福祉一筋で看護師やってきたけんさんです。

 

福祉の世界でも色いろなブームがあります。ちょっと前だとユマニチュードとか、もっと前だと北欧式がいいんだとか、自閉症にはTEACCH(ティーチ)がいいんだとか、あの学者がこう言った、カリスマ介護士がどうとか。

 

個人的に思うんですけど、こういうブームに乗るのって、根本的にズレてるんですよね。

 

 

人を支援するときに大切なたった一つのことは、「その人の人としての権利をいかに守るか」ですよ。

 

人を支援するプロなら、何か業界でブームになったとき、

これは素晴らしい!

じゃなくて、

やっぱり自分たちのやってきたことは間違いじゃなかったな。

となって欲しいですよね(それか、あの人の支援に応用できそう!って支援に直結するとか)。

 

支援の中心になるのは「支援を必要としている人」なので、この人が人らしい生き方ができるためにはどうするか(つまり人権をいかに守るか)、が重要であって、なんとか式とか○○理論に沿った生き方がその人に合ってるかは別の話ですよね。

 

目が見えないから点字を教えるんであって、視覚に問題がないなら点字を教えようとは普通ならないですよね?

 

その人のことを知りたいからABAとかで分析してみたりするんですよね?

 

言語によるコミュニケーションが難しいからTEACCH試してみようかってなるんですよね?

 

それぞれはただの手法や知識であって、支援する側としては当然知っていなければならないものではありますが、支援の軸とはなりえません。だってそんなんでうまくいくなら、世の中こんなに生きづらさを抱えている人がたくさんいるわけないですから。

 

ぼくが福祉の世界に入ってこのことに気付くまで、かなり時間がかかりました。

 

そして気づいて実践すればするほど、自分は実践できてないことを痛感するんです。

 

福祉業界で出会った、ぼくが尊敬する方々はみな「自分はまだまだ」と言います。

 

人は絶対に他人のことをすべて理解することはできない。

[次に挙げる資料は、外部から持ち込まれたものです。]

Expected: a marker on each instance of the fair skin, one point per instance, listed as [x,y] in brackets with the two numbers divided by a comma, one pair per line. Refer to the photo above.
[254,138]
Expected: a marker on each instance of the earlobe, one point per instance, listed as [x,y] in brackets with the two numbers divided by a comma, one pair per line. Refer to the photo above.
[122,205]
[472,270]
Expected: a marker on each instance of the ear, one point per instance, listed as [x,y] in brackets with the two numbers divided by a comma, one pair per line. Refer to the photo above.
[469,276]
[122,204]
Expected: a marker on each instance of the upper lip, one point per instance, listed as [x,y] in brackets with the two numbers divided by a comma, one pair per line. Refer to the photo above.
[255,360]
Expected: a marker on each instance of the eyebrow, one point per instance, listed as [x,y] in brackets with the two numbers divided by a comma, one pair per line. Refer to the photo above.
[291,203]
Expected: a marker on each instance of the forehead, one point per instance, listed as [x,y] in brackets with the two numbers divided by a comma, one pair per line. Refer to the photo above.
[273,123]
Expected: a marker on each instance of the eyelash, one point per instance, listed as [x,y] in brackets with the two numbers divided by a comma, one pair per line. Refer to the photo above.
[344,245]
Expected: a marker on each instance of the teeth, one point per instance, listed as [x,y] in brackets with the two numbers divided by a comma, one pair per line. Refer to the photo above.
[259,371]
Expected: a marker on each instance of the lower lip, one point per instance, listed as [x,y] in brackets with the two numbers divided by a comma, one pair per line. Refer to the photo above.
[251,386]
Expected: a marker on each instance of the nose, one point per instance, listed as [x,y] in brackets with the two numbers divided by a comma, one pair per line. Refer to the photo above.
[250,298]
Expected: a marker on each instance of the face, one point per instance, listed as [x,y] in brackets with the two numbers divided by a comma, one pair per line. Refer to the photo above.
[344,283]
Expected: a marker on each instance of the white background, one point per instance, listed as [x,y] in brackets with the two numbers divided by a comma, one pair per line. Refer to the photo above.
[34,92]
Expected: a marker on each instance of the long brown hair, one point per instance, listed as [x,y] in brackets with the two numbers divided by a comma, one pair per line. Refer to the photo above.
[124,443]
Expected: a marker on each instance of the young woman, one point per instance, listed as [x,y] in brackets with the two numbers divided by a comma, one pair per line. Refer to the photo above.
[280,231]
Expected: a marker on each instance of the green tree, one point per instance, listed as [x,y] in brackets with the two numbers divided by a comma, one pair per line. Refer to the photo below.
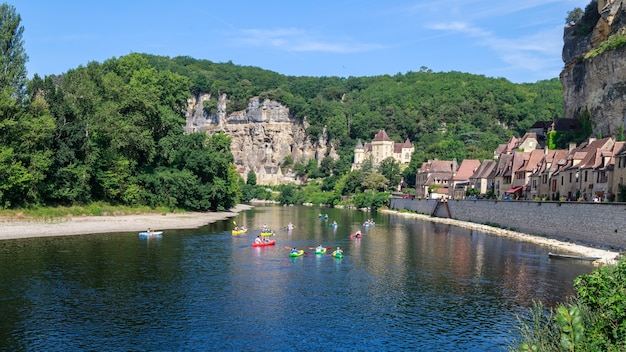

だったらその人がその人らしく生きる権利を、他人が完璧に守ることなんて、そんなこと永遠に無理です。

 

つまり人を支援する仕事をするなら、この仕事の基本中の基本である「人としての権利を守ること」は、永遠の課題になるはずです。

 

もし「自分はできている」、「うちの施設は大丈夫」とか思っているようだったら、それは嘘ですよ。そんな環境をで疑問をもたずにいると、他人の人生を踏みにじっていることに無頓着な人間になってしまいます。

 

ちなみに「自分(たち)はできている」みたいなスタンスの人って、福祉業界にあふれかえっていますけど、じゃあ本当にできてるかって言うと、ぼくが出会った中で皆無でしたよ。

 

まあ、そんな人だらけだから、仕事で話をしてても議論が成り立たないし、言葉が通じないんですけどね。もしそんな環境にいる人がいたら、早くそこから抜け出してください。そうしないとぼくみたいに病気になるかもです。